Abstract

The Budyko curve, relating a catchment’s water and energy balance, provides a useful tool to analyse how physio-climatic and socio-economic characteristics may impact long-term runoff. Often a parametric form of the curve, the Tixeront-Fu’s equation, is used to represent the catchment’s long-term water partitioning behaviour. Tixeront-Fu’s parameter ω, typically derived from observed climate and runoff data, can further be related to catchments’ physio-climatic characteristics to enable understanding the main drivers of their water balance. At times, prior analyses have reported potentially conflicting controls of characteristics on ω. Based on the rationale that several hydrological processes act across varying spatio-temporal scales, we hypothesize that the impact of a physio-climatic factor on ω is driven by its broader regional setting. We test our hypothesis by developing relationships between ω and a curated database of 33 physio-climatic and socio-economic characteristics for 520 regional divisions of India.

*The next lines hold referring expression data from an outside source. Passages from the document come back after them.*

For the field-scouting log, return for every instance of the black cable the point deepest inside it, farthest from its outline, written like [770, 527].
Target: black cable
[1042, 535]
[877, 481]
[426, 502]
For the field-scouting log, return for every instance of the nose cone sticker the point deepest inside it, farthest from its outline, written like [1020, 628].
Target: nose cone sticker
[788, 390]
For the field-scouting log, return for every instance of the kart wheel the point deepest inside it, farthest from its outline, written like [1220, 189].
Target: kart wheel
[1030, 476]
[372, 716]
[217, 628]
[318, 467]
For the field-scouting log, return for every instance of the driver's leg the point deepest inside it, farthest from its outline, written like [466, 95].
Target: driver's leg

We employ two related data-space splitting algorithms: classification and regression trees (CART) and random forest (RF) to study the effects of potential controlling factors within their regional context. The algorithms diagnose a hierarchy of representative vegetation, climate, soil, land use land cover, topography and anthropogenic controls. The most important characteristics controlling ω were found to be: correlation between monthly time series of P and PET, long-term temperature, long-term precipitation, and the synchronicity of P and PET. Human influences quantified in terms of population density and the extent of cultivated area were found to be important factors influencing sub-regional scale hydrological processes. These anthropogenic factors displayed predictive importance similar to vegetation and topographic factors. Our results indicate the dominant influence of climate and its seasonality on long-term water partitioning across Indian landmasses with landscape features including human influences playing a secondary but important role.